CULTURA E INFORMAZIONE AL TEMPO DI INTERNET


 Tornando indietro anche solo fino agli anni ’50 vediamo alti tassi di analfabetismo e scolarizzazione mediamente bassa. Economia prevalentemente agricola. La diffusione capillare di televisione, telefono ed automobile erano ancora di là da venire. In una società così configurata (e più ancora nei decenni precedenti) il bene impagabile, il riferimento per chiunque, in Italia e altrove, era la Cultura. Gli ambienti privilegiati e le persone di grande riferimento all’interno della società avevano solide basi culturali. Dunque, non il primato del danaro o del potere politico o del lavoro, ma il primato della Cultura. Il ricorrente tentativo dei poteri forti di amalgama con questo elemento ed il fenomeno del mecenatismo stanno qui a sottolineare questo concetto. Qualsiasi macellaio arricchito cerca di mettersi in casa opere d’arte che non comprende, allo scopo di ‘allargare’ la sua mediocre personalità con la Cultura. Tutto ciò è stato vero per centinaia di anni, con diversi accenti, sfumature e tentate rivoluzioni.

Quello che voglio evidenziare è il lento, ma costante declino di questo primato, da qualche decennio a questa parte. Che cosa ha potuto scardinare una base societaria tanto solida? La risposta, oramai evidente, è nella novità di un’enorme massa di informazioni oggi a disposizione e la capillarità della loro penetrazione, fenomeno inimmaginabile fino all’avvento delle tecnologie e dei metodi informatici.
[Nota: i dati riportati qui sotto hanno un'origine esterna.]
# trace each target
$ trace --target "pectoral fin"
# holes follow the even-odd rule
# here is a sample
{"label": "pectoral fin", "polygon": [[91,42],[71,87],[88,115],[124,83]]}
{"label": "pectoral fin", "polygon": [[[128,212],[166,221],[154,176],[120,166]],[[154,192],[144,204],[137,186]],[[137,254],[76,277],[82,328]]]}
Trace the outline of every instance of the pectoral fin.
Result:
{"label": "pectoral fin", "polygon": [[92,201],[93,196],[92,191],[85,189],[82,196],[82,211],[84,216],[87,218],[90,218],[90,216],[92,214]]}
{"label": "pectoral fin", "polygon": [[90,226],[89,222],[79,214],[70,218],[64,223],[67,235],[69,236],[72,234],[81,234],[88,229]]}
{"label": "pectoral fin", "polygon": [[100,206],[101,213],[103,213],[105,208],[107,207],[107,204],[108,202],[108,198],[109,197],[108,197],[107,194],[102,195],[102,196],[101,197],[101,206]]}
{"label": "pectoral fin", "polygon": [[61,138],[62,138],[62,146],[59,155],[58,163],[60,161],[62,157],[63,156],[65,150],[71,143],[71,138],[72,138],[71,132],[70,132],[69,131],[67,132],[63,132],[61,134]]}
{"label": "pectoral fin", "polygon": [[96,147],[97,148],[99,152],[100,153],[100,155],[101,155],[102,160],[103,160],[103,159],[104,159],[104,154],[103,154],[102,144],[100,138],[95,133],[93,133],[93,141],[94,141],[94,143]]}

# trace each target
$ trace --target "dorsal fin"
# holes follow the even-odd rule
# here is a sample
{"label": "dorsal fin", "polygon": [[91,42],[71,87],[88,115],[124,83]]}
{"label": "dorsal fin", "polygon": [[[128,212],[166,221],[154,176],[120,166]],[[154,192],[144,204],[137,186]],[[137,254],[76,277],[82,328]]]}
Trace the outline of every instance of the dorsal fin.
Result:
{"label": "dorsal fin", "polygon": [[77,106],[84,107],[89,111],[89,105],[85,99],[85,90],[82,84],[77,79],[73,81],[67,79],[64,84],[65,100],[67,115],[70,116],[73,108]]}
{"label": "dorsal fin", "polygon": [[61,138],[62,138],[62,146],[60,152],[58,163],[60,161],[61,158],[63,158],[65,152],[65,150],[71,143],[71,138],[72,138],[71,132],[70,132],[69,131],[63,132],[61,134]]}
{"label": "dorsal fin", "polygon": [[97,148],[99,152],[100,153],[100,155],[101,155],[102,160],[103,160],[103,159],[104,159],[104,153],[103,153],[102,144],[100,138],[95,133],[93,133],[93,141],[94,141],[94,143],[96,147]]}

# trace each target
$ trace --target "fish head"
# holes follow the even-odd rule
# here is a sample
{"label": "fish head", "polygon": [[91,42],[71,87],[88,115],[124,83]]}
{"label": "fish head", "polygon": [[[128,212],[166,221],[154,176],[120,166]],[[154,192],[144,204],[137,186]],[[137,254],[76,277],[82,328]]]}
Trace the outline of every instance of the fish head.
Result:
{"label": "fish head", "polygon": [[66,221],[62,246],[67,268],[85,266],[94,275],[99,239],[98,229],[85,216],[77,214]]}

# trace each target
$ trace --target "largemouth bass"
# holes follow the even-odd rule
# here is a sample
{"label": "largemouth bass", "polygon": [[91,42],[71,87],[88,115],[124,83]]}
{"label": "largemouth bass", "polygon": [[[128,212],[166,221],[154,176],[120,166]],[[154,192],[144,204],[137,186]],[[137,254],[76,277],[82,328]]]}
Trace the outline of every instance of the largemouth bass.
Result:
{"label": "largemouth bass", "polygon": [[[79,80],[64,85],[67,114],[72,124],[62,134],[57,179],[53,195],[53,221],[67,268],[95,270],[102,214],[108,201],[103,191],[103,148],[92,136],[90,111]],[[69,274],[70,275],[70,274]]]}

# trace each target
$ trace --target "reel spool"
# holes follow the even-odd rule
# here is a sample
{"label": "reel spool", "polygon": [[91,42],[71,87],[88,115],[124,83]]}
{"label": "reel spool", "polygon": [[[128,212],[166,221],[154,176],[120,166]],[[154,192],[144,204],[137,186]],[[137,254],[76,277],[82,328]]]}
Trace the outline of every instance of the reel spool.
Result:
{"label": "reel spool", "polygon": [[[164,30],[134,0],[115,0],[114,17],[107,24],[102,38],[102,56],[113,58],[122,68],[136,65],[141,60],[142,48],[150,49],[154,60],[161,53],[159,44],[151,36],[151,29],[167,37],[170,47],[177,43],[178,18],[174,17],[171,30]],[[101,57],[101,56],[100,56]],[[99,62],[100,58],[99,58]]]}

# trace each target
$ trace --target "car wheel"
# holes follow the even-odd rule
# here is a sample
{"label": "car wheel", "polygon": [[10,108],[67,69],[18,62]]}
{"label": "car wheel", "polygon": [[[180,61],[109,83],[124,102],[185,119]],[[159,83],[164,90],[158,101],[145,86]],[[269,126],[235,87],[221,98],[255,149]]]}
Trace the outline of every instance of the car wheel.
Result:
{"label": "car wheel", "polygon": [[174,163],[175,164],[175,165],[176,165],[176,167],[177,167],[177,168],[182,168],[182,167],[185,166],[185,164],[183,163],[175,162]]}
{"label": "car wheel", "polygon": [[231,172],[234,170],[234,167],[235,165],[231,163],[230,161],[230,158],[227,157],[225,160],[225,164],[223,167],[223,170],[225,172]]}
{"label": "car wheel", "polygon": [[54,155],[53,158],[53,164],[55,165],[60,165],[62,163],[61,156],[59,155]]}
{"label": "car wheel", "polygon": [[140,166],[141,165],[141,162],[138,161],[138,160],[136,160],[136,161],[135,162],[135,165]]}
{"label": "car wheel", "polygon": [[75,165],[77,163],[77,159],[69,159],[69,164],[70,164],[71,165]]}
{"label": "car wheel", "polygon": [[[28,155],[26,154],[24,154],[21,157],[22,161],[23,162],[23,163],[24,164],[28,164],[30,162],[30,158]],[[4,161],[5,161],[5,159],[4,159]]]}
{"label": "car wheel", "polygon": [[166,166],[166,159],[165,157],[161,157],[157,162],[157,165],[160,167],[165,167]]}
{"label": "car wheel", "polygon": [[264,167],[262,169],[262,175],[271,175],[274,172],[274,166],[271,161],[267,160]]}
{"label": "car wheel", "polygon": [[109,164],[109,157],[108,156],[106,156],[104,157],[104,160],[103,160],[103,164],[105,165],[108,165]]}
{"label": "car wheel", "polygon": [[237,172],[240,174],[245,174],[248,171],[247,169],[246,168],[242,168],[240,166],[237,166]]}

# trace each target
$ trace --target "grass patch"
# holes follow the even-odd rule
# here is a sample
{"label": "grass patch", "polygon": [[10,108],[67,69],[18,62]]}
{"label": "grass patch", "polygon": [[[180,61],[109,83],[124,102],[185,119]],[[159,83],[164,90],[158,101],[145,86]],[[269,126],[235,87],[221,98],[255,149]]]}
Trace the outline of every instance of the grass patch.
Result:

I tradizionali santuari della Cultura hanno visto i loro tesori trasformarsi in dati asciutti, sintetici, circostanziati, verificabili in tempo reale e soprattutto largamente disponibili. Presto ci si è dovuti render conto che l’informazione puntuale costituisce potere, in ogni campo, in un mondo dinamico, profondamente cambiato, come quello di oggi. Per dirla in altro modo: è la larga disponibilità dei dati, più che la loro quantità, che ha determinato la perdita di potere della cultura tradizionale che, per definizione, è elitaria. Tanto è vero che la politica, il potere e l’economia da sempre lusingano e “arruolano” esponenti del mondo culturale ed accademico.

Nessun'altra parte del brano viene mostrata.